Volume 26 Issue 4, 2011

Engaged and resilient communities: An overview of workshop rationale and structure

Heather Crawley


Article

A three-day workshop was conducted from May 17-19 2011, with a focus on community engagement and resilience in the emergency management context. The workshop, funded by the Attorney General’s Department under the auspices of the National Security Capability Development Division, was conducted at the Australian Emergency Management Institute at Mt Macedon, Victoria.

The drivers of the event included the following:

  • The Black Saturday Victorian Bushfire Royal Commission, and other disaster inquiries, identifying the need for an increased emphasis on community engagement and resilience.
  • The release of the National Strategy for Disaster Resilience in February 2011.
  • The formation of the Community Engagement sub-committee of NEMC in 2010.
  • The release of the ISO 31000 in 2010, emphasising the importance of stakeholder engagement in the risk management process.
  • The AEMI 2009 think tank entitled ‘Business as Usual or Unusual Business?’ which explored issues of how to improve national capacity to respond to disasters that are increasing in scale and severity.
  • Recognition that the complex, time consuming, process-oriented and resource intensive nature of emergency management creating challenges for community engagement.
  • More frequent, more intense and more large-scale, longitudinal events making a lack of community engagement untenable and actively dangerous.
  • The consistent research finding that community engagement leads to better outcomes.
Photograph of people participating in a Socratic Circle. The people sit in a large circle facing each other.
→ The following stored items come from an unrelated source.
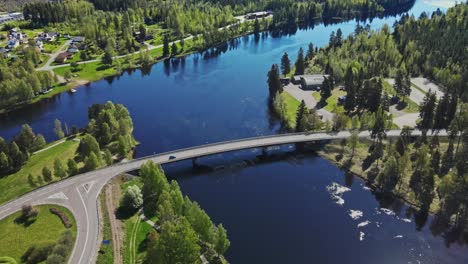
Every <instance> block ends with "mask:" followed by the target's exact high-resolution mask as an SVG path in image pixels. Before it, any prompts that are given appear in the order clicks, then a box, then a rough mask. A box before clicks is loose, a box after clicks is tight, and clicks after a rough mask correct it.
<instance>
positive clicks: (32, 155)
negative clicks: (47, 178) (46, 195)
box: [0, 140, 79, 204]
mask: <svg viewBox="0 0 468 264" xmlns="http://www.w3.org/2000/svg"><path fill="white" fill-rule="evenodd" d="M78 145H79V142H77V141H73V140H69V141H66V142H64V143H62V144H59V145H57V146H55V147H53V148H50V149H48V150H45V151H43V152H40V153H38V154H34V155H32V156H31V158H30V159H29V161H28V162H27V163H26V164H25V165H24V166H23V167H22V168H21V170H20V171H18V172H16V173H14V174H11V175H8V176H4V177H2V178H0V193H1V196H0V204H3V203H5V202H7V201H9V200H11V199H14V198H16V197H18V196H20V195H23V194H25V193H27V192H30V191H32V190H33V189H35V187H32V186H30V185H29V183H28V175H29V173H31V174H32V175H33V176H34V177H36V176H38V175H42V168H43V167H45V166H47V167H48V168H49V169H51V170H53V164H54V160H55V159H57V158H59V159H61V160H63V161H65V162H66V161H67V160H68V159H69V158H73V157H75V152H76V149H77V148H78ZM54 180H58V179H54Z"/></svg>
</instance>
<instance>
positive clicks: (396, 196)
mask: <svg viewBox="0 0 468 264" xmlns="http://www.w3.org/2000/svg"><path fill="white" fill-rule="evenodd" d="M316 153H317V154H318V155H319V156H320V157H322V158H324V159H326V160H327V161H329V162H331V163H333V164H334V165H335V166H336V167H337V168H338V169H340V170H343V171H344V172H346V173H349V174H352V175H353V176H354V177H358V178H360V179H361V180H363V181H364V182H365V184H366V186H368V187H369V188H370V189H371V192H372V193H373V194H374V192H376V191H377V190H378V187H377V186H376V185H375V184H373V183H371V182H369V180H368V179H367V177H366V176H364V175H362V174H361V173H359V172H357V171H353V170H352V168H349V167H345V166H342V164H340V162H339V161H337V160H336V159H334V158H333V157H332V155H336V154H339V153H333V152H329V153H326V152H325V150H323V149H321V150H317V151H316ZM387 195H390V196H391V197H392V198H396V199H399V200H401V201H403V202H404V203H405V204H406V205H408V206H409V207H411V208H413V209H415V210H420V209H421V208H420V206H419V205H418V204H416V203H415V202H413V201H411V200H410V199H409V198H408V197H405V196H403V195H400V194H398V193H395V192H394V191H392V192H391V193H389V194H387ZM433 203H434V201H433ZM436 213H437V212H436V211H434V210H433V209H429V212H428V214H429V215H435V214H436Z"/></svg>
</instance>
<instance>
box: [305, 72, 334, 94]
mask: <svg viewBox="0 0 468 264" xmlns="http://www.w3.org/2000/svg"><path fill="white" fill-rule="evenodd" d="M325 77H328V75H322V74H311V75H302V76H301V77H300V78H301V89H302V90H320V87H321V86H322V84H323V81H324V80H325Z"/></svg>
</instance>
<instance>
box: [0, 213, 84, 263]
mask: <svg viewBox="0 0 468 264" xmlns="http://www.w3.org/2000/svg"><path fill="white" fill-rule="evenodd" d="M52 207H55V208H59V209H60V210H62V211H63V212H65V213H66V214H67V216H68V218H69V219H70V220H71V221H72V223H73V226H72V227H71V229H72V232H73V235H74V237H75V238H76V223H75V220H74V218H73V215H72V214H71V212H70V211H69V210H68V209H66V208H63V207H60V206H56V205H44V206H37V207H35V208H37V209H38V211H39V214H38V216H37V218H36V221H35V222H34V223H32V224H31V225H29V226H25V225H24V224H19V223H16V222H15V219H16V218H17V217H18V216H20V215H21V212H17V213H15V214H12V215H10V216H8V217H7V218H5V219H2V220H0V256H9V257H12V258H14V259H15V260H16V261H17V262H18V263H22V262H21V256H22V255H23V254H24V253H25V252H26V250H27V249H28V248H29V247H30V246H32V245H35V244H40V243H43V242H50V241H51V242H55V241H57V240H58V239H59V237H60V235H61V234H62V232H64V231H65V230H66V228H65V226H64V225H63V223H62V221H61V220H60V218H59V217H58V216H56V215H54V214H52V213H50V211H49V209H50V208H52Z"/></svg>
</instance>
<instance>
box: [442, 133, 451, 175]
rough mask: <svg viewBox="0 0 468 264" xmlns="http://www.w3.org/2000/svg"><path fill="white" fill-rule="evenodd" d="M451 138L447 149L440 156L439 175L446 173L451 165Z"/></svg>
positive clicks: (446, 173)
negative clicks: (441, 163)
mask: <svg viewBox="0 0 468 264" xmlns="http://www.w3.org/2000/svg"><path fill="white" fill-rule="evenodd" d="M453 148H454V147H453V140H450V142H449V145H448V147H447V150H446V151H445V153H444V155H443V157H442V165H441V167H440V171H439V173H440V176H444V175H446V174H447V173H448V172H449V171H450V169H451V168H452V166H453Z"/></svg>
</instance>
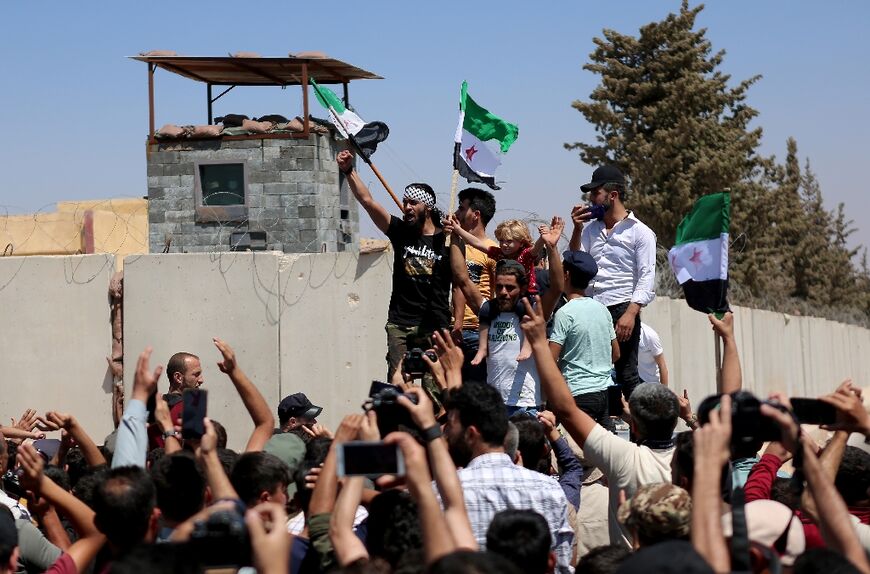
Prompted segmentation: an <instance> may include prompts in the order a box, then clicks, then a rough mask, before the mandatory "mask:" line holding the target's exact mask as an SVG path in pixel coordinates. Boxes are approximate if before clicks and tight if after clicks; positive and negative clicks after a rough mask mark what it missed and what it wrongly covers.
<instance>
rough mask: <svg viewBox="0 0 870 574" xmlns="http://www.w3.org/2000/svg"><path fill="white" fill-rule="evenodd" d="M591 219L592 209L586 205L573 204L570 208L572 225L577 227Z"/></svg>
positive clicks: (580, 225)
mask: <svg viewBox="0 0 870 574" xmlns="http://www.w3.org/2000/svg"><path fill="white" fill-rule="evenodd" d="M590 219H592V210H591V208H590V207H589V206H588V205H575V206H574V207H572V208H571V221H572V222H573V223H574V227H579V226H581V225H583V224H584V223H586V222H587V221H589V220H590Z"/></svg>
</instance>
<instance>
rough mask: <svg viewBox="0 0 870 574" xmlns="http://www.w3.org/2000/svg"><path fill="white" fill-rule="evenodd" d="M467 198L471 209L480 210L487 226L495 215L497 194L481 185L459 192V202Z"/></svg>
mask: <svg viewBox="0 0 870 574" xmlns="http://www.w3.org/2000/svg"><path fill="white" fill-rule="evenodd" d="M466 199H467V200H468V207H469V209H473V210H474V211H478V212H480V220H481V221H482V222H483V226H484V227H486V226H487V224H488V223H489V222H490V221H492V218H493V216H494V215H495V196H493V195H492V194H491V193H490V192H488V191H486V190H485V189H480V188H479V187H466V188H465V189H463V190H462V191H460V192H459V203H462V202H463V201H465V200H466Z"/></svg>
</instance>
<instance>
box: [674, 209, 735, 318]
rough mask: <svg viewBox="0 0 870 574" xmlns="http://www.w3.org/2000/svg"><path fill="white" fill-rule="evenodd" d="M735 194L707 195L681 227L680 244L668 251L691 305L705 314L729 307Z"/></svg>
mask: <svg viewBox="0 0 870 574" xmlns="http://www.w3.org/2000/svg"><path fill="white" fill-rule="evenodd" d="M730 222H731V196H730V194H728V193H714V194H711V195H705V196H704V197H701V198H699V199H698V200H697V201H696V202H695V206H694V207H693V208H692V212H691V213H689V215H687V216H686V217H684V218H683V220H682V221H681V222H680V225H679V226H677V239H676V245H674V247H673V248H672V249H671V250H670V252H669V253H668V257H669V259H670V262H671V268H672V269H673V270H674V275H676V277H677V281H679V283H680V285H682V286H683V292H684V293H685V295H686V302H687V303H688V304H689V307H691V308H692V309H695V310H696V311H701V312H702V313H724V312H725V311H727V310H728V298H727V295H728V227H729V224H730Z"/></svg>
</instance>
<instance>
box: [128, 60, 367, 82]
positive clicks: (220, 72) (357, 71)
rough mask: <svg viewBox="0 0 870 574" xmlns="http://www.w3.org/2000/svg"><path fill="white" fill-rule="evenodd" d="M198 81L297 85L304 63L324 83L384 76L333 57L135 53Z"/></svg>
mask: <svg viewBox="0 0 870 574" xmlns="http://www.w3.org/2000/svg"><path fill="white" fill-rule="evenodd" d="M131 58H132V59H134V60H139V61H140V62H147V63H151V64H154V65H155V66H157V67H158V68H163V69H164V70H166V71H168V72H172V73H174V74H178V75H181V76H184V77H186V78H190V79H191V80H195V81H198V82H205V83H210V84H216V85H227V86H232V85H235V86H295V85H301V84H302V66H303V64H307V66H308V75H309V77H310V78H313V79H314V80H315V81H317V82H318V83H320V84H342V83H345V82H350V81H352V80H382V79H383V78H382V77H381V76H378V75H377V74H374V73H372V72H368V71H366V70H363V69H360V68H357V67H356V66H352V65H350V64H348V63H345V62H342V61H340V60H334V59H332V58H290V57H287V58H253V57H248V58H235V57H230V56H223V57H200V56H131Z"/></svg>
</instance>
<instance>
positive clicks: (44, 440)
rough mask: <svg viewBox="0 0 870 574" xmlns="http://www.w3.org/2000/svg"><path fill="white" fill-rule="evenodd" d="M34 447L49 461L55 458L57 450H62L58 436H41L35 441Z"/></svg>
mask: <svg viewBox="0 0 870 574" xmlns="http://www.w3.org/2000/svg"><path fill="white" fill-rule="evenodd" d="M33 448H35V449H36V452H38V453H39V454H41V455H42V456H44V457H45V458H46V461H49V460H51V459H53V458H54V455H56V454H57V451H59V450H60V439H56V438H41V439H39V440H35V441H33Z"/></svg>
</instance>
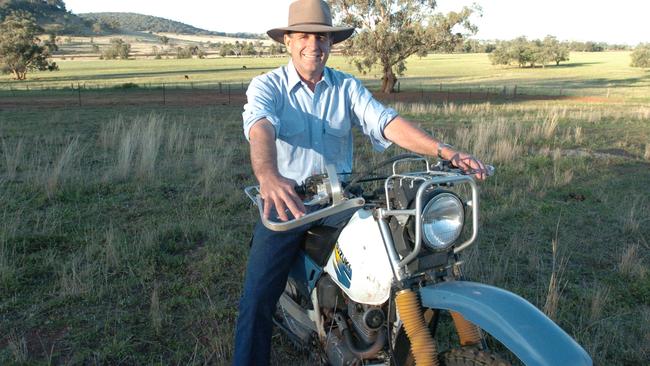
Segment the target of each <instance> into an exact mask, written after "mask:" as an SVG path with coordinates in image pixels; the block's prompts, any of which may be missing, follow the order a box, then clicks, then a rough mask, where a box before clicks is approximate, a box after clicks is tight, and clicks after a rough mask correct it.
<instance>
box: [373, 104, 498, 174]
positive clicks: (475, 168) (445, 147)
mask: <svg viewBox="0 0 650 366" xmlns="http://www.w3.org/2000/svg"><path fill="white" fill-rule="evenodd" d="M384 136H386V138H387V139H389V140H391V141H393V142H394V143H396V144H397V145H399V146H401V147H403V148H405V149H407V150H409V151H412V152H414V153H417V154H423V155H432V156H436V155H438V151H439V150H440V155H441V157H442V158H443V159H446V160H450V161H451V162H452V164H453V165H454V166H456V167H458V168H460V169H462V170H463V171H465V172H476V174H475V177H476V178H478V179H485V177H486V172H487V170H486V169H485V166H484V165H483V163H482V162H481V161H480V160H478V159H476V158H474V157H473V156H471V155H469V154H466V153H464V152H460V151H456V150H454V149H453V148H452V147H450V146H449V145H444V144H443V143H442V141H439V140H437V139H435V138H433V137H431V135H429V134H428V133H426V132H424V131H423V130H422V129H421V128H419V127H418V126H416V125H415V124H413V123H411V122H410V121H408V120H406V119H404V118H402V117H400V116H397V117H395V118H394V119H393V120H392V121H391V122H390V123H389V124H388V126H386V128H384Z"/></svg>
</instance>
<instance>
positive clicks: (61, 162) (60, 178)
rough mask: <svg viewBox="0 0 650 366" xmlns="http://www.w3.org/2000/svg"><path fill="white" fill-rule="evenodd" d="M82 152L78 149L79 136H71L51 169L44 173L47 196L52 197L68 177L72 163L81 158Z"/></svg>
mask: <svg viewBox="0 0 650 366" xmlns="http://www.w3.org/2000/svg"><path fill="white" fill-rule="evenodd" d="M81 154H82V152H81V151H80V149H79V137H78V136H75V137H73V138H72V139H71V140H70V142H69V143H68V144H67V146H66V147H65V149H63V151H62V152H61V153H60V154H59V157H58V158H57V159H56V161H55V163H54V166H53V167H52V169H51V170H50V171H49V172H47V173H46V177H45V192H46V193H47V195H48V197H52V196H53V195H54V194H55V193H56V192H57V190H58V189H59V188H60V186H61V184H62V183H63V182H64V181H65V180H66V179H69V178H70V173H71V171H72V170H71V169H72V166H71V165H72V164H74V162H75V161H76V160H77V159H80V158H81V156H80V155H81Z"/></svg>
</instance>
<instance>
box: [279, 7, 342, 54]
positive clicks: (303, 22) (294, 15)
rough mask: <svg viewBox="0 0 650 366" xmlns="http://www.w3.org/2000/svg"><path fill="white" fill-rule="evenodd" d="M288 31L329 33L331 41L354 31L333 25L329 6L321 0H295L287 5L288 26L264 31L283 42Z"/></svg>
mask: <svg viewBox="0 0 650 366" xmlns="http://www.w3.org/2000/svg"><path fill="white" fill-rule="evenodd" d="M289 32H304V33H330V34H331V37H332V42H333V43H339V42H343V41H345V40H346V39H348V38H349V37H350V36H351V35H352V33H354V28H353V27H333V26H332V13H331V12H330V7H329V6H328V5H327V3H326V2H325V1H322V0H297V1H294V2H293V3H291V5H290V6H289V26H288V27H284V28H274V29H271V30H270V31H268V32H266V34H268V35H269V37H271V38H272V39H273V40H274V41H277V42H280V43H284V34H285V33H289Z"/></svg>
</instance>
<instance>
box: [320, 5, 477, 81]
mask: <svg viewBox="0 0 650 366" xmlns="http://www.w3.org/2000/svg"><path fill="white" fill-rule="evenodd" d="M329 3H330V5H331V7H332V10H333V11H334V13H335V14H338V17H339V18H340V20H341V22H342V23H344V24H349V25H352V26H354V27H355V28H357V31H358V34H357V35H356V36H355V37H352V38H351V39H349V40H348V41H346V42H345V43H344V45H343V46H344V47H343V53H344V54H345V55H347V56H351V57H352V63H353V64H354V65H355V66H356V67H357V68H358V69H359V71H361V72H364V73H366V72H368V71H370V70H371V69H372V67H373V66H374V65H376V64H378V65H379V67H380V68H381V70H382V75H383V76H382V86H381V89H382V91H383V92H385V93H391V92H393V91H394V86H395V83H396V81H397V76H396V75H402V74H403V72H404V71H405V70H406V64H405V62H406V59H407V58H408V57H409V56H411V55H414V54H418V55H421V56H424V55H426V53H427V52H429V51H439V50H442V51H451V50H453V49H454V48H455V47H456V46H457V45H458V44H459V43H462V41H463V34H461V33H457V32H455V29H456V26H461V27H463V28H465V29H466V30H469V31H470V32H472V33H475V32H476V30H477V29H476V27H475V26H473V25H472V24H471V23H470V22H469V16H470V15H471V14H472V12H473V10H472V9H469V8H464V9H463V10H461V11H460V12H450V13H449V14H447V15H442V14H434V9H435V7H436V2H435V1H434V0H381V1H368V0H329Z"/></svg>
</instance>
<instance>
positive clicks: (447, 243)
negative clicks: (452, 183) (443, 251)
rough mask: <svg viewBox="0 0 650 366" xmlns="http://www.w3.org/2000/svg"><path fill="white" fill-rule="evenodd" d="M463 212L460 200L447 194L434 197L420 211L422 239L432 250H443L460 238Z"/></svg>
mask: <svg viewBox="0 0 650 366" xmlns="http://www.w3.org/2000/svg"><path fill="white" fill-rule="evenodd" d="M464 222H465V211H464V209H463V203H462V202H461V201H460V199H459V198H458V197H457V196H456V195H454V194H452V193H448V192H443V193H440V194H438V195H436V196H434V197H433V198H432V199H431V200H429V202H427V204H426V205H425V206H424V209H423V210H422V237H423V238H424V242H425V244H426V245H427V246H428V247H429V248H431V249H433V250H436V251H438V250H445V249H447V248H448V247H449V246H450V245H451V244H453V243H454V242H455V241H456V239H458V237H459V236H460V233H461V231H462V230H463V223H464Z"/></svg>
Participants were engaged in a number of rich conversations using Socratic Circles.

Over sixty people representing government, non-government, private enterprise and community members, attended the workshop. The goal was to interrogate issues of resilience building and community engagement at all points of the disaster management cycle, and to learn from best practice in community engagement in other sectors.

Participants were presented with two ‘big questions’ at the outset, and they were asked to present their responses on day 3.

  • If we had a magic wand and community engagement in emergency management was working perfectly, what would be different?
  • Imagine we are looking back at how we arrived at this perfect engagement. What happened along the way (steps, milestones) that helped us get there?

The workshop structure attempted to model good practice in community-led engagement by requiring the smaller break out groups to be self-determining. These groups mimicked the complexities of communication and leadership in the context of community engagement in a disaster; groups had to work through issues of power and personality in the same way that a disaster-affected community might.

Photograph of a carpeted wall board covered with posters and information flyers about emergencies and natural hazards

A number of organisations provided visual display materials based on community engagement, strategies and events.

Participants were also asked to be a part of a series of ‘rich conversations’ which encouraged exploration of the issues of resilience and community engagement through listening and dialogue.

Sixteen of the participants were tasked with presenting sessions on specific issues, from which a number of papers and articles have been drawn:

  • defining engagement and resilience
  • engaging diverse groups
  • community indicators of resilience and engagement
  • social networks, behaviour and well-being: mapping community connectedness
  • community engagement in other sectors in routine times
  • community led engagement and resilience
  • measurement and evaluation of resilience

The first paper from the workshop, in the session led by Alison Cottrell appears in this edition. Others will be published in future editions of AJEM or as occasional papers, recognisable by the origami logo.